The World Health Organization (WHO), addressing the topic for it’s first time, opened an online public consultation to facilitate the development of draft guidelines aimed at developing measures to cut public sugar consumption in half. Although WHO’s current recommendation, issued in 2002, advises limiting sugar to less than 10 percent of daily caloric intake, the organization believes that further reduction, to 5 percent, will help to decrease the prevalence of certain non-communicable diseases, particularly obesity and dental caries.
The focus of WHO’s campaign are the free sugars, also known as simple sugars, or simple carbohydrates, because they contain only one or two distinct molecules. Hence the names monosaccharides (fructose, glucose, and galactose) and disaccharides (sucrose, maltose, and lactose). A teaspoon of table sugar (sucrose) added to one’s coffee or tea does not come close to the massive amounts of so-called “hidden” sugars lurking in consumer food products such as soft drinks, cereals, and, even, ketchup.
Foods laden with simple sugars contribute to obesity in two very subtle ways; by their tendency to cause rapid swings in blood glucose levels and by their conversion to fat cells when consumed in excess. Fructose, for instance, ubiquitous as a sweetener for soda pop, consists of only one type of molecule and, therefore becomes available as instant energy for the body’s use. Individuals who habitually drink soda pop or eat packaged foods high in refined flours, may find themselves full after a quick meal. But, in a very short time, the sugars break down as the body uses them for immediate energy. Once this occurs, the person becomes hungry once again and the cycle continues. As these types of foods become consumed in excess, any sugar that doesn’t go to immediate use gets stored as fat. Obesity is a well-known risk factor for developing serious chronic maladies such as diabetes, high blood pressure, and coronary artery disease.

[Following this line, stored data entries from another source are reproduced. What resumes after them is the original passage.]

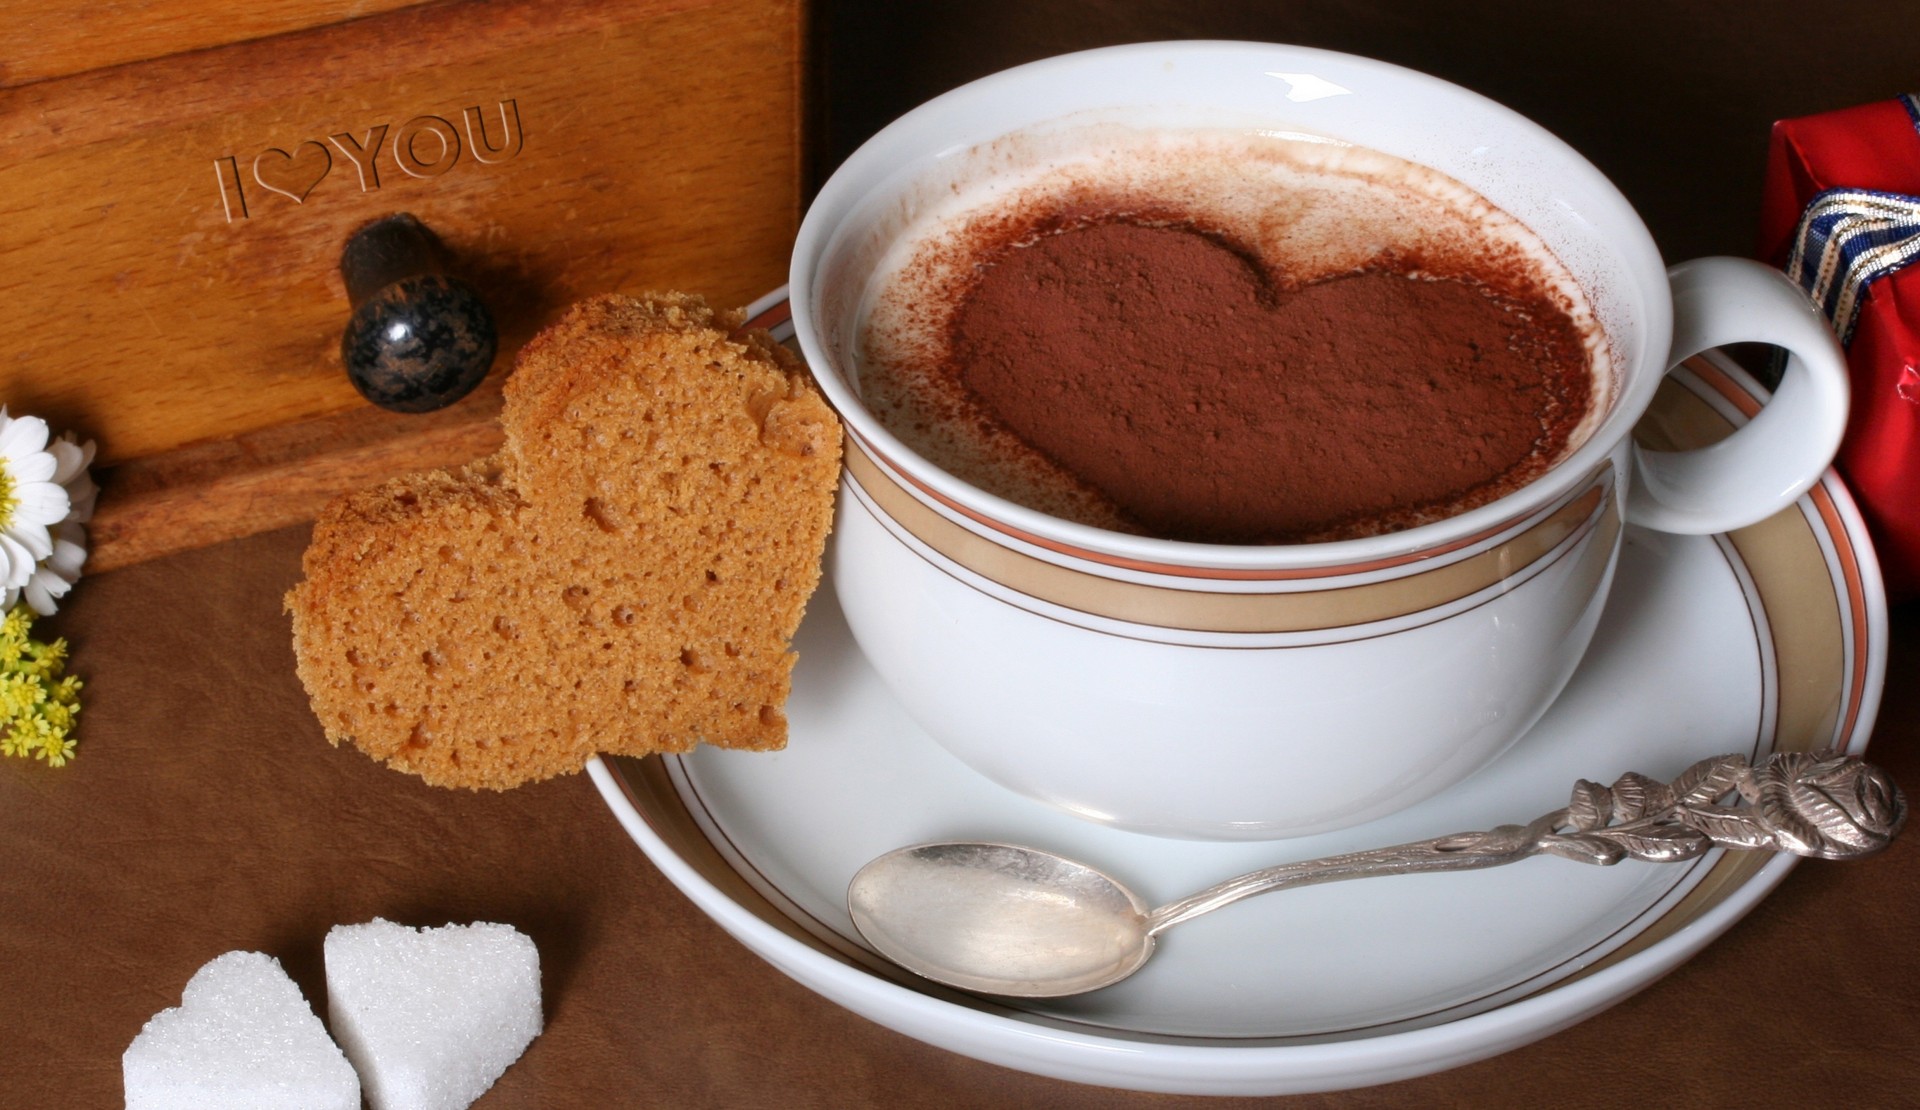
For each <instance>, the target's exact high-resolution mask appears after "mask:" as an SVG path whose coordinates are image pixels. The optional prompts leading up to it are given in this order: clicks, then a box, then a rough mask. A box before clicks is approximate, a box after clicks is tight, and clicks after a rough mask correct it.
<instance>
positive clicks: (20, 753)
mask: <svg viewBox="0 0 1920 1110" xmlns="http://www.w3.org/2000/svg"><path fill="white" fill-rule="evenodd" d="M31 632H33V613H31V611H29V609H25V607H15V609H12V611H10V613H8V615H6V616H4V618H0V755H8V757H19V759H29V757H40V759H44V760H46V762H48V766H65V764H67V760H71V759H73V747H75V741H73V736H71V734H73V718H75V716H77V714H79V712H81V686H83V682H81V680H79V678H73V676H71V674H61V672H63V670H65V668H67V641H65V639H54V641H52V643H42V641H38V639H33V636H31Z"/></svg>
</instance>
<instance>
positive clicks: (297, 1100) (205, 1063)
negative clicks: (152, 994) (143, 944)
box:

WHO believes that, by cutting sugar consumption in half, one can allow more nutrient-dense foods to enter the diet. These types of foods, which include proteins and fiber, command a complex molecular structure that breaks down more slowly in the body, thus gradually releasing sugars at a steadier rate. This allows for a longer feeling of satiety and the staving off of hunger for up to four or five hours.
The consumption of sugars in excess promote dental caries, or tooth decay, by providing a ready food source for destructive bacteria that linger on the teeth. In time, unhealthy teeth can lead to extremely painful conditions and functional disability through tooth loss. WHO sites dental disease as the most common non-communicable disease in the world, siphoning off 5 to 10 percent of health care budgets of industrialized countries, while exceeding the resources of poorer countries.
In light of the above, it should come as no surprise that excess sugar consumption can lead to a variety of chronic conditions that pose a threat to health care budgets worldwide. WHO’s open online consultation runs from March, 5, though March 31. WHO hopes to develop guidelines that implement measures to assess present sugar intake patterns relative to it benchmark goal, and to devise way of cutting sugar consumption in half.